The blood sample is not just a breath (something we waste in every idiotic conference call, during every petty argument over who was supposed to take out what and when, or why it is really inconvenient to find an unflushed toilet in your own home). We jealously guard our blood, rightfully or not, and cling to our essence, our נֶפֶשׁ. Of course we send our DNA across the world to fit ourselves into narratives of belonging and ancestry, to water our imagined family trees with the MiracleGro of DNA swabs. But would we readily extract blood and send around vials, even if we could? Would we freely share our most secret essence with just anybody, let alone an over-worked, under-trained officer who seems to have it in for us? Should we have to? And if we enter the hospital doors or the clinic, the place of healing and refuge (and medial billing), should we not be able to expect that a Nurse Wubbel will respect the old oaths of healers and our bodily integrity, fiction though it may be?

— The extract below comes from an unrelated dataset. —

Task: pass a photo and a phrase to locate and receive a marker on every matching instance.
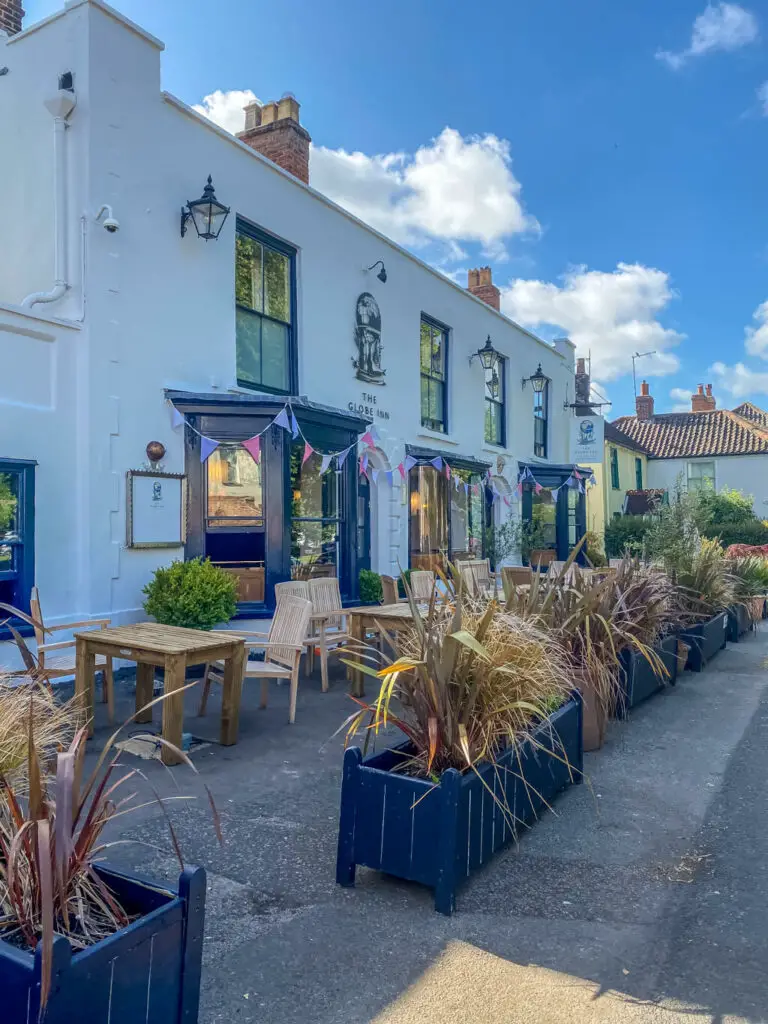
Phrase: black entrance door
(364, 523)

“Vampire cops” seek the blood of the unwilling, the unsuspecting, and those guilty of transgressions. Much of the same goes for the vampire of fiction, but the vampire desires the essence that is life, not just a scrap of evidence to be used in court. Of course SCOTUS never had the pleasure of having to decide Knight v. United States in which a Canadian vampire cop is accused of violating the Fourth. But if you think about the way Nick Night talks about blood, I am not sure that a real vampire cop would be quite so cavalier and bureaucratic about the whole thing:
You have to understand that every drop of blood has your whole life in it. It’s just not our food. It’s the way we feel life. Imagine if you could know someone’s soul just by sharing blood. Everything you know, everything you are, transformed into touch and taste. Imagine the temptation to take just one sip. One sip and then another and another, to take them inside you and know every secret, to let them know yours, to be them. That’s why it’s such a tough habit to break. –Detective Nick Knight.
In some ways I think we’d be better off with vampire cops than “vampire cops.”
*In both cases Justice Thomas held that no warrant is necessary for blood drawing because there is exigency. I’ll leave comment on that to more qualified voices.